5. Proposed Model Containment Review Process
A review process should be established which would be able to determine whether a given laboratory has the appropriate containment facilities for a given type of experiment. As far as possible, the biohazard review process should not lengthen the time required for review of research proposals. The specific form of the review procedure in different countries for different scientific and industrial laboratories must depend on local circumstances. The following proposal is, therefore, presented as a model.  The model is designed for universities in the United States but would have to be modified for other situations.
Each university or research institution should have a committee empowered and trained to grade the physical containment facilities of its laboratories (e. g., low, moderate or high according to established guidelines).
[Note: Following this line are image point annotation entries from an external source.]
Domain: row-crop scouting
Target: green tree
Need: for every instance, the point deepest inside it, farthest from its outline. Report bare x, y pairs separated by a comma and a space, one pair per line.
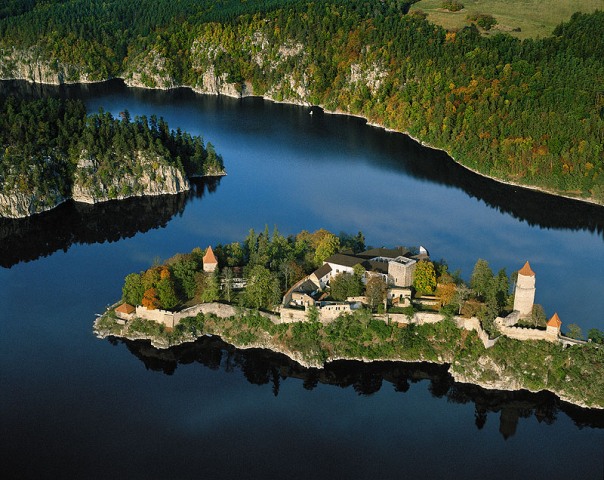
184, 271
166, 293
328, 245
574, 331
481, 280
228, 283
424, 277
211, 290
262, 290
133, 289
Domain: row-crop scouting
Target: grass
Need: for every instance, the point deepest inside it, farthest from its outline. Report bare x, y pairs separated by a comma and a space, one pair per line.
534, 18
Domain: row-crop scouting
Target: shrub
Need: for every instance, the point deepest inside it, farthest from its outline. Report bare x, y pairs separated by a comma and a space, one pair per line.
452, 5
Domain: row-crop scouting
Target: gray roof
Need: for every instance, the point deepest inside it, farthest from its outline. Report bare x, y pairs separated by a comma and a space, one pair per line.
384, 252
306, 287
344, 260
372, 266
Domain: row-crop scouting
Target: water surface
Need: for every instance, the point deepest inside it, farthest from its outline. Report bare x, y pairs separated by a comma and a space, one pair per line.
74, 406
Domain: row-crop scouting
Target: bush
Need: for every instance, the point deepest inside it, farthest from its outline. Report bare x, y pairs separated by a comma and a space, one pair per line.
452, 5
483, 20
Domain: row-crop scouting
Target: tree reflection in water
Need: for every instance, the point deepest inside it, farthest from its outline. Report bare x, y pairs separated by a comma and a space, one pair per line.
263, 367
23, 240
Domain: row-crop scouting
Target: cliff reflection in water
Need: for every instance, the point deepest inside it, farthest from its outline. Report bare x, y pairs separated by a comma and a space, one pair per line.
27, 239
263, 367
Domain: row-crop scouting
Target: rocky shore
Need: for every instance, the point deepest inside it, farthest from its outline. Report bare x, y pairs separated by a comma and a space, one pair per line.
484, 373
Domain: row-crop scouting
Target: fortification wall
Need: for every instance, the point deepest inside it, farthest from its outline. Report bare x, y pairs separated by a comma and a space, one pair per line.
221, 310
292, 315
528, 334
156, 315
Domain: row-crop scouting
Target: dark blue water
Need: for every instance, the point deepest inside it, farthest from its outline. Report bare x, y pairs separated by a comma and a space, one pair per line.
73, 406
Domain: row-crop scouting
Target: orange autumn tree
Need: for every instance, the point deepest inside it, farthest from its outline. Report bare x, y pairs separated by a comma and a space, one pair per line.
150, 299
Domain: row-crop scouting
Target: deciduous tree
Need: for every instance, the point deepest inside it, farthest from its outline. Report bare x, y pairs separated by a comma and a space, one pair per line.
424, 277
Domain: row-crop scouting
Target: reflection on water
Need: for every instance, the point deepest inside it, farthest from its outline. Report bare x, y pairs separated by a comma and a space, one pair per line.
394, 152
71, 223
263, 367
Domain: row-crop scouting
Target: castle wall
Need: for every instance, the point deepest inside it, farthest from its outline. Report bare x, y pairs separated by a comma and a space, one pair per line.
528, 334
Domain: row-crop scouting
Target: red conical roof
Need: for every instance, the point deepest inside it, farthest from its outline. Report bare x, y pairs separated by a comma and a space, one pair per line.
526, 270
209, 257
554, 321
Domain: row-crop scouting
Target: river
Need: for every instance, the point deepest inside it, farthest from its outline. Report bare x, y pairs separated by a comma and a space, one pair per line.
74, 406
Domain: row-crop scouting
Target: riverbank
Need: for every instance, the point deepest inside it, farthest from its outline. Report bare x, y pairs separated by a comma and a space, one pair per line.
233, 93
570, 373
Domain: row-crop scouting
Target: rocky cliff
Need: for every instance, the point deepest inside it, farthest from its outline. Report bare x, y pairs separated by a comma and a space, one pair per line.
152, 177
19, 205
33, 65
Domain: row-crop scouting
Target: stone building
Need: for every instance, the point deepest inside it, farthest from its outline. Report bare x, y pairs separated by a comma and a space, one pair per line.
210, 262
553, 325
524, 294
125, 311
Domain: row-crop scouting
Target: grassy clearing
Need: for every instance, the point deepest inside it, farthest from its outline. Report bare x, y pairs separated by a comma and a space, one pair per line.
534, 18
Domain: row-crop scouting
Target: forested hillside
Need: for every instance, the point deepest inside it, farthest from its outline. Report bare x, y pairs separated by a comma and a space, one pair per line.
50, 150
530, 111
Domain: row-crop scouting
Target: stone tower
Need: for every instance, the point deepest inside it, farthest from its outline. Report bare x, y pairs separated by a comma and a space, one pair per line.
209, 260
524, 295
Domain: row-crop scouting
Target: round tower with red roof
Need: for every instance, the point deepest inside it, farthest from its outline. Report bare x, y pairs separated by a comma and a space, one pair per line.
524, 294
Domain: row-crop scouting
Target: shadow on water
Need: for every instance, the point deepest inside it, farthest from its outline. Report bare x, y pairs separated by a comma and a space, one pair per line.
263, 367
27, 239
391, 151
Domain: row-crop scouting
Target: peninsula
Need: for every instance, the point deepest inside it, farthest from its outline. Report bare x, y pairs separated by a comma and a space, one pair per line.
52, 151
317, 297
524, 111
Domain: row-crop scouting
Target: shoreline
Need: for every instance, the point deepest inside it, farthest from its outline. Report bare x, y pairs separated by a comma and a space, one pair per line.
305, 363
267, 342
240, 96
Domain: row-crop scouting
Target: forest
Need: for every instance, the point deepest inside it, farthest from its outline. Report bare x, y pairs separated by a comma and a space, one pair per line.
44, 141
526, 111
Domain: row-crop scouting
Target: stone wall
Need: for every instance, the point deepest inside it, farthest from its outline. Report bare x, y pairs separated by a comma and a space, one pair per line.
402, 275
221, 310
292, 315
156, 315
528, 334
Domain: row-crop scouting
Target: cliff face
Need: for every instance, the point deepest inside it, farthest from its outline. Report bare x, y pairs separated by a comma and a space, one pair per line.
91, 184
19, 205
146, 176
34, 66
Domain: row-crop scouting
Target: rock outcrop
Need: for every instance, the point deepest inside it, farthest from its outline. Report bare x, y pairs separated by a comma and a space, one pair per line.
154, 178
20, 205
33, 65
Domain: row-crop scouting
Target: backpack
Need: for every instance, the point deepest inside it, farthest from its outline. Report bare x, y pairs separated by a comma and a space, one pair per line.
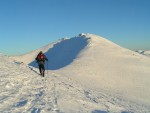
41, 57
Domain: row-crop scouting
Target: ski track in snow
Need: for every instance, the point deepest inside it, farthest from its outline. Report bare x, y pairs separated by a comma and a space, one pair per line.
24, 91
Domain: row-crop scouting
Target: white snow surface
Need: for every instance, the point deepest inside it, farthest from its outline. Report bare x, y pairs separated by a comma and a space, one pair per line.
146, 53
86, 74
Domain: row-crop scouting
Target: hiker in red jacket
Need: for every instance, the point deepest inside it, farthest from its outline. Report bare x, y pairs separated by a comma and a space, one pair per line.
41, 62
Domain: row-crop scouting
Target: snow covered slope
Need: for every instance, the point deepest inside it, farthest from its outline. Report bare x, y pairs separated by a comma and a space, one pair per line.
146, 53
101, 67
24, 91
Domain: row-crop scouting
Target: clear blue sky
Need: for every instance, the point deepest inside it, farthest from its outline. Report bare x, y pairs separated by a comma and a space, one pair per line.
26, 25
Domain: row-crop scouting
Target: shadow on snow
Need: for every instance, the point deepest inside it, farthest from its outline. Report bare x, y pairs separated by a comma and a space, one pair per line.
63, 53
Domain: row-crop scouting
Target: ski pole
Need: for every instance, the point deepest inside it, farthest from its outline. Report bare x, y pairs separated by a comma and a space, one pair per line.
47, 67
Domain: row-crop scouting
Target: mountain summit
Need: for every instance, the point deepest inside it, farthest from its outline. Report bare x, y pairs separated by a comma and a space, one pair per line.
98, 63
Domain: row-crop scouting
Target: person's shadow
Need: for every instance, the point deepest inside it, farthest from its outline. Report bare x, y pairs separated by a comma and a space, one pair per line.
63, 53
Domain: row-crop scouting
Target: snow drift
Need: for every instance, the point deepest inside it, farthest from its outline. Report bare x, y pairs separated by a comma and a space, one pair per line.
98, 64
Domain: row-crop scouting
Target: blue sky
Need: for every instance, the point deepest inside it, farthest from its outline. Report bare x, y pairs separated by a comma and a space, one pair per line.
26, 25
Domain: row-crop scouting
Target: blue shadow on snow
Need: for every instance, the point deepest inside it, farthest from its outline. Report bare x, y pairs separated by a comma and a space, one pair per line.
64, 52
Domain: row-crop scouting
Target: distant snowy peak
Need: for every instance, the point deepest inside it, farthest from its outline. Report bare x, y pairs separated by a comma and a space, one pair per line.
64, 51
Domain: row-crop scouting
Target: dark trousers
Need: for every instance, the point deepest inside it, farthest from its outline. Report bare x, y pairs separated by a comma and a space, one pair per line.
41, 67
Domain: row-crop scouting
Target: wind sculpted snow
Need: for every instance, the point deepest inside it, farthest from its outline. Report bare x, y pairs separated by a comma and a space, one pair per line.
24, 91
64, 52
93, 73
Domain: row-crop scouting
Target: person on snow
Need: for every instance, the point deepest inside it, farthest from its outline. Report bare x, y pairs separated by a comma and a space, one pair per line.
41, 62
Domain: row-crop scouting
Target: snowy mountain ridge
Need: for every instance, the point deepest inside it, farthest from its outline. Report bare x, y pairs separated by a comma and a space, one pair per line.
86, 74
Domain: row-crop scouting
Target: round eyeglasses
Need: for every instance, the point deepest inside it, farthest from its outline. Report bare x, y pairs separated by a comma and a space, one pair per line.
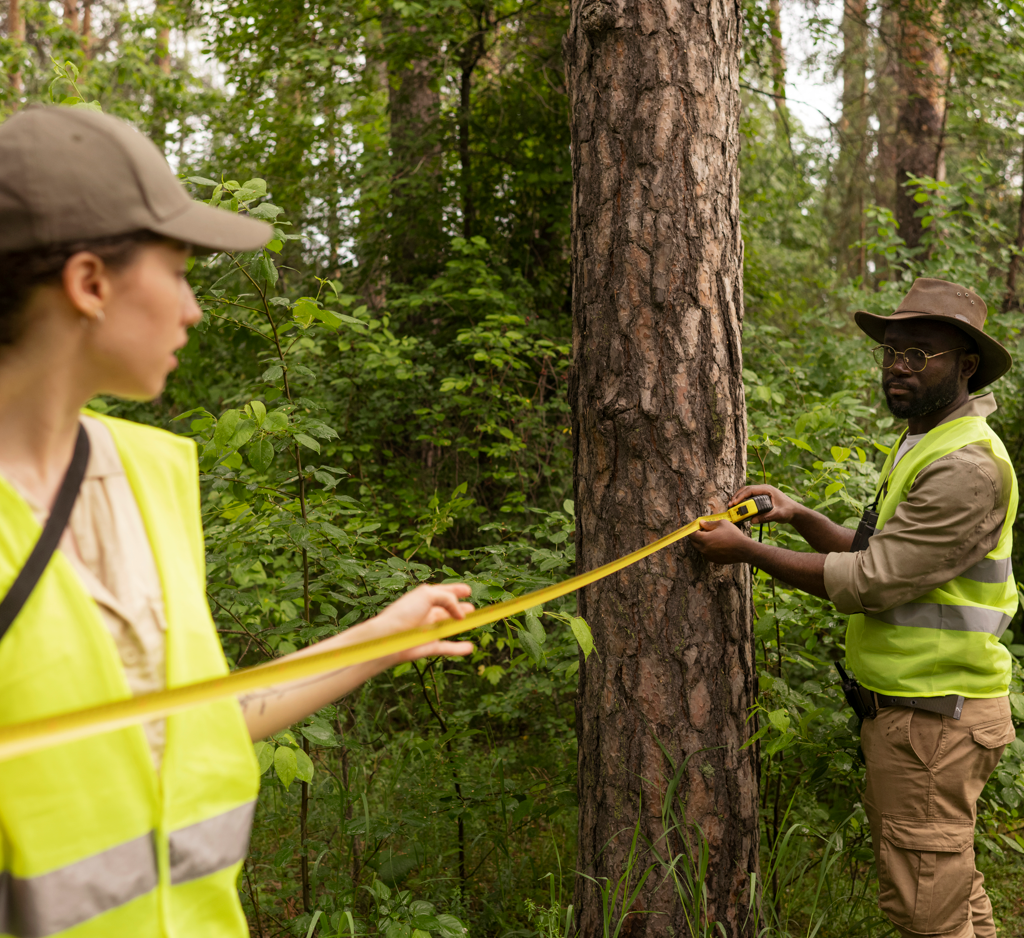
914, 358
The local committee would provide the laboratory head with a statement certifying the containment rating of the laboratory (subject to periodic reevaluation).
When an individual applies to an agency for funds to support work on recombinant DNA molecules, the certificate of containment rating would be appended. The group reviewing the grant would then determine whether the certified level of containment matched whatever biohazard might result from the proposed work.  The biological barriers incorporated in the experiment, the magnitude of proposed growth of bacteria, the type of DNA to be cloned, etc., would all enter into the decision. If the reviewing group is satisfied, the grant would be processed for scientific merit in the usual fashion. If a question arises concerning the appropriateness of the certified containment level, the NIH Advisory Committee on Recombinant DNA Molecules or some other body would be asked for an opinion or ruling.
This procedure would not guarantee that all experiments would be performed under the required containment conditions but if the investigators have reasonable good will, the system would generate widespread compliance.
6. New Knowledge
This document represents our first assessment of the potential biohazards in the light of current knowledge. To improve this assessment, it will be important to have answers to the following questions.
(1) Are eukaryotic genes or viruses expressed in prokaryotic hosts and, if so, can they modify the biohazard potential of these cells?
(2) Can free DNA molecules infect animals or plants?
(3) Can prokaryote-eukaryote recombinant DNA molecules, either free or encapsulated as phage particles infect animal or plant cells and be expressed there?
(4) Can mammalian cells in culture be genetically transformed by free homologous or heterologous DNA?
(5) Can hybrid animal virus DNA or virus-plasmid hybrids cause tumors in animals?
(6) Can methods be developed to monitor effectively the escape and dissemination of cloning vehicles?